En cas de recul, le drone aide à formuler des hypothèses concrètes : un dispositif a-t-il bougé ? Une zone s'est-elle ensablée ? Des traces d'arrachement apparaissent-elles près d'un accès ou d'un mouillage ? Ces constats doivent conduire à une vérification sur place et à une action ciblée, non à une conclusion automatique. Utilisé avec cette discipline, le drone sous-marin devient un outil de décision : il rend visibles les changements, préserve une mémoire du chantier et permet d'intervenir avant que les échecs ne s'étendent.
Questions fréquentes
Un petit drone sous-marin grand public suffit-il pour suivre un herbier ?+
Il peut convenir à une inspection visuelle ou à des vidéos comparatives sur une petite zone calme, à condition d'être stable et de ne pas remuer le fond. Pour mesurer précisément des surfaces, réaliser une mosaïque ou répéter des transects dans le courant, il faut surtout une bonne qualité de navigation, d'éclairage, d'échelle et de positionnement. L'appareil le plus cher n'est pas forcément le plus utile si le protocole n'est pas reproductible.

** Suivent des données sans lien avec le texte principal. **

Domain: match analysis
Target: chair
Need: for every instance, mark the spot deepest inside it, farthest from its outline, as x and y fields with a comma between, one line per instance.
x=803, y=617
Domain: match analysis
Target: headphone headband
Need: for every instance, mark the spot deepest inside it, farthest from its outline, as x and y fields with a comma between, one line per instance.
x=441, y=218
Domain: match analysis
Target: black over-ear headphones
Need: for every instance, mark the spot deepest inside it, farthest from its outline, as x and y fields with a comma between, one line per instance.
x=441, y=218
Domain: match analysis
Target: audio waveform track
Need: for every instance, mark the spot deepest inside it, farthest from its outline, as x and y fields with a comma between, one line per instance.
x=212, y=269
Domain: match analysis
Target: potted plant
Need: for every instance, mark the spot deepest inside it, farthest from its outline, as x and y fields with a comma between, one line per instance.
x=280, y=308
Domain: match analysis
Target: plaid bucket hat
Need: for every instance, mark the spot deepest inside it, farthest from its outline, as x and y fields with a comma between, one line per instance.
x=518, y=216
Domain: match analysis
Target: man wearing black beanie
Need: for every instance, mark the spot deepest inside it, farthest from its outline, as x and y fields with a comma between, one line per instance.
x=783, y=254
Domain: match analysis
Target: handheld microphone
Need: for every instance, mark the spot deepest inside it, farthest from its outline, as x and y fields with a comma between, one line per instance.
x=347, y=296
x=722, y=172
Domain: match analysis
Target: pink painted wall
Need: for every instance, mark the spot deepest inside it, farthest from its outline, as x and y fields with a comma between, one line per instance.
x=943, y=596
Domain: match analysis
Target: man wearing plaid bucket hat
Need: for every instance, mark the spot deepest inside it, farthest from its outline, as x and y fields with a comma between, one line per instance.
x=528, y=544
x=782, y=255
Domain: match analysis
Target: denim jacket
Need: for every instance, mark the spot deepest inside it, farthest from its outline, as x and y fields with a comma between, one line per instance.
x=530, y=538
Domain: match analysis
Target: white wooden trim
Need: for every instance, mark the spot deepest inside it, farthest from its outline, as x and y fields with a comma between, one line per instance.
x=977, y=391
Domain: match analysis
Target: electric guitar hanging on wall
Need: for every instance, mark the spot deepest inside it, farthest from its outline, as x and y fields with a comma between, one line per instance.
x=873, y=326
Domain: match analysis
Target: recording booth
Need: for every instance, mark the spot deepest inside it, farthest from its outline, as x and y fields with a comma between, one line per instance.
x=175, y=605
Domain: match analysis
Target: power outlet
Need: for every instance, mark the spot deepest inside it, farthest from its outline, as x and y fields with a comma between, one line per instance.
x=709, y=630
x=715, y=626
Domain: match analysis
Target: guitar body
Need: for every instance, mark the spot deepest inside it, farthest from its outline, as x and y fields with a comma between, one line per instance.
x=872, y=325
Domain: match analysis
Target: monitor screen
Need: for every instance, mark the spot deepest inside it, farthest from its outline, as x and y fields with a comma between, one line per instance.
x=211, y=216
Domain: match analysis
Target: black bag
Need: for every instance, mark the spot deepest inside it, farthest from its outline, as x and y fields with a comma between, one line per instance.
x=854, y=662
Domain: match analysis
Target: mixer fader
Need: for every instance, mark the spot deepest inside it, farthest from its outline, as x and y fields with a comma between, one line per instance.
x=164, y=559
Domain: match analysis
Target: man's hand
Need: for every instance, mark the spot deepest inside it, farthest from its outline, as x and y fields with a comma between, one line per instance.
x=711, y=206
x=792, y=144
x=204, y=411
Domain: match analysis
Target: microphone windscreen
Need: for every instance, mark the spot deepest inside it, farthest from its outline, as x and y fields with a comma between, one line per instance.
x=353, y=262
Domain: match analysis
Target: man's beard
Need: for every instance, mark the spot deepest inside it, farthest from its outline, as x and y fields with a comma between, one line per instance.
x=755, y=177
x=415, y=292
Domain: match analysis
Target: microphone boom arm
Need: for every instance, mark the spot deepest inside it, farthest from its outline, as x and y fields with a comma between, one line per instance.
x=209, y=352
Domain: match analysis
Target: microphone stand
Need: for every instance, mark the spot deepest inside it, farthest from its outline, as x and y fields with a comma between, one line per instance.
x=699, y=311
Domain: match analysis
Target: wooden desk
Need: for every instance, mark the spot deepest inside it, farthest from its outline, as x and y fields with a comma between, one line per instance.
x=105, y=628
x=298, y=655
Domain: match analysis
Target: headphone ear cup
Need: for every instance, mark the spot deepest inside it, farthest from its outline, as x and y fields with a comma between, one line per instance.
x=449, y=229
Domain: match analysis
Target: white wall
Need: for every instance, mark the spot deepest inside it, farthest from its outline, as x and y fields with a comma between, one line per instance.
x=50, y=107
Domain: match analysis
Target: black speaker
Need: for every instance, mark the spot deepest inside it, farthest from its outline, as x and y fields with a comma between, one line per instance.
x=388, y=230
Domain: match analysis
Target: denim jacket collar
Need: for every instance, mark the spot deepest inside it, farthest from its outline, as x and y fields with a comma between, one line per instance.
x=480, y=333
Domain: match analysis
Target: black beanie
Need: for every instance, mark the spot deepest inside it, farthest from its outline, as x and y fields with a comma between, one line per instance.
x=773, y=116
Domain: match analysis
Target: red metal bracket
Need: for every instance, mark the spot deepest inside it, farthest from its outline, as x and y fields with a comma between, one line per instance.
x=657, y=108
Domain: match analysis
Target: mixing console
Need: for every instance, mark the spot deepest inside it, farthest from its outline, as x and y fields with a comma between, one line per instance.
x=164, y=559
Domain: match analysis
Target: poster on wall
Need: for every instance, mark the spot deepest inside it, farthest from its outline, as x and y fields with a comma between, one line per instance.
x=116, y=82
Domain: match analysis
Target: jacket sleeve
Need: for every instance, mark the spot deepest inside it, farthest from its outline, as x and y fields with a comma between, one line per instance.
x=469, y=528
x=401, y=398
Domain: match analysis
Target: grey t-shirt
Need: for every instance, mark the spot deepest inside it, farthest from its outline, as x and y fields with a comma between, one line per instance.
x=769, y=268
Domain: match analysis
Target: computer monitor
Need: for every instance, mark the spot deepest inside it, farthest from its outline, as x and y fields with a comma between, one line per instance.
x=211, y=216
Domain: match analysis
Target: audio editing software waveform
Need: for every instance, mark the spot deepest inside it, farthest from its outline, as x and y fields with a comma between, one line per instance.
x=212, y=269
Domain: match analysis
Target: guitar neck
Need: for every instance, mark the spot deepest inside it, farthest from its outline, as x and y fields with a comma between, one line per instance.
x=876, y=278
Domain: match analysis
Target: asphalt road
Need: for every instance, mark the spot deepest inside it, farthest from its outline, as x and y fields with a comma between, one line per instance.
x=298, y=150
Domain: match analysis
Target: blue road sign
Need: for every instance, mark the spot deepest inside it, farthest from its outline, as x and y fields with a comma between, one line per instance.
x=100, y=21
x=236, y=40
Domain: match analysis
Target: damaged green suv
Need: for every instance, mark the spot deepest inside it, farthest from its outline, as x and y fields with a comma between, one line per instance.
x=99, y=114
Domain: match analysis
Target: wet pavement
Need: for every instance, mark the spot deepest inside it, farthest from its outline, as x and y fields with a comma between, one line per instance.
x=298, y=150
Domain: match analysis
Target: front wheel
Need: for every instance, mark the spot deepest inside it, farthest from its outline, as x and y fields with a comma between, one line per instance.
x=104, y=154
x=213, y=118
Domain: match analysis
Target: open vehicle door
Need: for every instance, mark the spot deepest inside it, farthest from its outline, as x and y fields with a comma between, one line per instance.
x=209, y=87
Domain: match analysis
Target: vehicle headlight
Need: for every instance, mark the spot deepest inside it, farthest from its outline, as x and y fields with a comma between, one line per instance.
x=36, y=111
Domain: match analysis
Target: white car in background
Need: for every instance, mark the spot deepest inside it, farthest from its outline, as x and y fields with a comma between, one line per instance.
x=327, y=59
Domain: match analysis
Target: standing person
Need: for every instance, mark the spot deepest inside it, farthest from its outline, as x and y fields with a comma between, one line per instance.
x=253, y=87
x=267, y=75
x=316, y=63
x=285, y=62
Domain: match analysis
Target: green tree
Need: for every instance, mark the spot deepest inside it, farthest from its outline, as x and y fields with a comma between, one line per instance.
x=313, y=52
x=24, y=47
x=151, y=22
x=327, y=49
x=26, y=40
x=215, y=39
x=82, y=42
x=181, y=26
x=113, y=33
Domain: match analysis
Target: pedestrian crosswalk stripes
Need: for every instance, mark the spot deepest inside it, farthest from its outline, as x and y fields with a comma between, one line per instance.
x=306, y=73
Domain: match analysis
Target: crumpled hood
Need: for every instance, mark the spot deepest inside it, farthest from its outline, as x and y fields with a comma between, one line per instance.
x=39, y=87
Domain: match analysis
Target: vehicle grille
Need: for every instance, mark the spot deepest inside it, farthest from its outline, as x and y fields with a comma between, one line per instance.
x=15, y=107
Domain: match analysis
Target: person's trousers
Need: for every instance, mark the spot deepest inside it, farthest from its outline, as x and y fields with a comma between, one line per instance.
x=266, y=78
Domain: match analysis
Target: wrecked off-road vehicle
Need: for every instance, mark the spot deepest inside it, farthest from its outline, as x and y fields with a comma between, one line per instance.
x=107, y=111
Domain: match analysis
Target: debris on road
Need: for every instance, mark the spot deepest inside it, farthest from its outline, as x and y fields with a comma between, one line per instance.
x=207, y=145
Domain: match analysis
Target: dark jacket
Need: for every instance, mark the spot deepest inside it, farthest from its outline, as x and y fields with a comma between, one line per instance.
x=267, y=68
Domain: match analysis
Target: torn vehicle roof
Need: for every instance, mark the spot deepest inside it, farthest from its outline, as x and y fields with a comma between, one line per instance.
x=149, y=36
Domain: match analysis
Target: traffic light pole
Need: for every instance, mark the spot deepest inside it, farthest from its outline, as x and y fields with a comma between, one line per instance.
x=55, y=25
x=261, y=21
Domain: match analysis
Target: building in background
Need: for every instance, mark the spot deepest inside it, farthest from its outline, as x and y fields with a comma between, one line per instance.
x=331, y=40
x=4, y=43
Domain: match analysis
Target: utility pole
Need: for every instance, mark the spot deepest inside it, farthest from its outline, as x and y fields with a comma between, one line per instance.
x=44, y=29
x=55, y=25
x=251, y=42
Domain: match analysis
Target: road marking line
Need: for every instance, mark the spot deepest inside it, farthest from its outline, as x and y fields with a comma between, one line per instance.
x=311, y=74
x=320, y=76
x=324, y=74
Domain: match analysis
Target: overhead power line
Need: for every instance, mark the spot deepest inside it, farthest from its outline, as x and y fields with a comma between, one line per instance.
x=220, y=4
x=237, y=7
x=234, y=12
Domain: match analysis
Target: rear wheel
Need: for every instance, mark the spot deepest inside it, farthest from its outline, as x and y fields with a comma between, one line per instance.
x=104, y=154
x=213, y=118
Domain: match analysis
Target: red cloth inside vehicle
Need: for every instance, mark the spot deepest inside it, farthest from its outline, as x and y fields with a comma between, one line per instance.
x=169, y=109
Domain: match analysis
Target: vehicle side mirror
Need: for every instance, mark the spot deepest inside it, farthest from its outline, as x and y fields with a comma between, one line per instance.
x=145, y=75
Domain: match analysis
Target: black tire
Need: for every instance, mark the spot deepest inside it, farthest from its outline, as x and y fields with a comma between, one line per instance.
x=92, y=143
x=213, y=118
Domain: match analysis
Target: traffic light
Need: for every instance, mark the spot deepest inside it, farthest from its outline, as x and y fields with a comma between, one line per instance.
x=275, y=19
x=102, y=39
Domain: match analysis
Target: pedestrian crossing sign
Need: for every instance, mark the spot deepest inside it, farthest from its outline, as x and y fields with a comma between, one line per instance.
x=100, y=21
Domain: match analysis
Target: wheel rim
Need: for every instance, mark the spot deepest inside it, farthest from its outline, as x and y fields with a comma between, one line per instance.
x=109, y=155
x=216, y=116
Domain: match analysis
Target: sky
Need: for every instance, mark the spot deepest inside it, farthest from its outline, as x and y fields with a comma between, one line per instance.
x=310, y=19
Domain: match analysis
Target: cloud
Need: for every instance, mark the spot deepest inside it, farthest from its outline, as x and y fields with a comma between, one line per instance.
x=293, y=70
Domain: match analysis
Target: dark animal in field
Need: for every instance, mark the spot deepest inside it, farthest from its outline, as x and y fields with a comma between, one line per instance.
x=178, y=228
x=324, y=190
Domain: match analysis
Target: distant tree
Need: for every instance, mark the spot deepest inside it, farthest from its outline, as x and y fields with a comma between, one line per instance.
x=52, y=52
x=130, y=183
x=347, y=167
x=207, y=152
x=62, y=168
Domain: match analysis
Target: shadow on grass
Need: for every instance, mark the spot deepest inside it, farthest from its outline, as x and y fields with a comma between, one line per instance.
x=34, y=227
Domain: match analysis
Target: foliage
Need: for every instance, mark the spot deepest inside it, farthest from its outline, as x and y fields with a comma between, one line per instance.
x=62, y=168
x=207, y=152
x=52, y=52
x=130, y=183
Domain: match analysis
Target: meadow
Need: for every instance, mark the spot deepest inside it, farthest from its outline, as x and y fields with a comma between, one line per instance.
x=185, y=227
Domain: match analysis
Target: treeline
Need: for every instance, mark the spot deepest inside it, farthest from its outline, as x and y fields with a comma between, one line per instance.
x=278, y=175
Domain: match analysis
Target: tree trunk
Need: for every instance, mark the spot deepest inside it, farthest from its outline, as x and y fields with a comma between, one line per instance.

À quelle fréquence faut-il filmer un site restauré ?+
La fréquence dépend de l'espèce, de la technique de restauration, des saisons et des risques locaux. Il est pertinent d'observer davantage pendant la phase d'installation, puis d'espacer les missions lorsque la trajectoire devient plus stable. L'essentiel est de comparer des périodes similaires d'une année à l'autre et d'ajouter des passages après un épisode susceptible d'avoir affecté le site.
Peut-on compter les pousses d'herbier directement sur une vidéo ?+
Parfois, sur des images très rapprochées, nettes et prises à la verticale, mais ce comptage reste sensible à l'occlusion des feuilles, aux ombres et à la turbidité. La méthode la plus robuste consiste à comparer l'interprétation vidéo à des comptages dans des quadrats de terrain. Cette validation permet de savoir jusqu'à quel niveau de détail les images sont réellement fiables.
Comment géolocaliser précisément des images prises sous l'eau sans GPS ?+
Le GPS peut positionner le bateau ou le point de mise à l'eau, mais pas directement le drone en immersion. Pour une précision accrue, on combine selon les besoins des systèmes acoustiques, des capteurs de mouvement, des repères temporaires autorisés et le recalage sur des éléments stables du fond. Il faut toujours archiver la méthode employée et l'incertitude associée à la position.
Faut-il l'autorisation du gestionnaire avant d'utiliser un ROV ?+
Il est fortement recommandé de se renseigner avant toute intervention, surtout dans une aire marine protégée, une réserve, un port, une zone réglementée ou un site accueillant des habitats sensibles. Les règles peuvent concerner la navigation, la mise à l'eau, le mouillage, la pose de repères ou les interventions sur des espèces protégées. Une démarche préparée avec le gestionnaire du site réduit aussi le risque de perturber un programme de suivi déjà en cours.
Les images par drone peuvent-elles remplacer les plongeurs scientifiques ?+
Elles réduisent certains besoins de plongée et améliorent la répétition des observations, mais elles ne remplacent pas systématiquement les relevés directs. Les plongeurs ou autres opérateurs de terrain restent nécessaires pour confirmer des espèces, mesurer certains paramètres, installer ou relever des quadrats autorisés et valider les analyses d'images. Le meilleur dispositif associe le drone à des contrôles de terrain ciblés.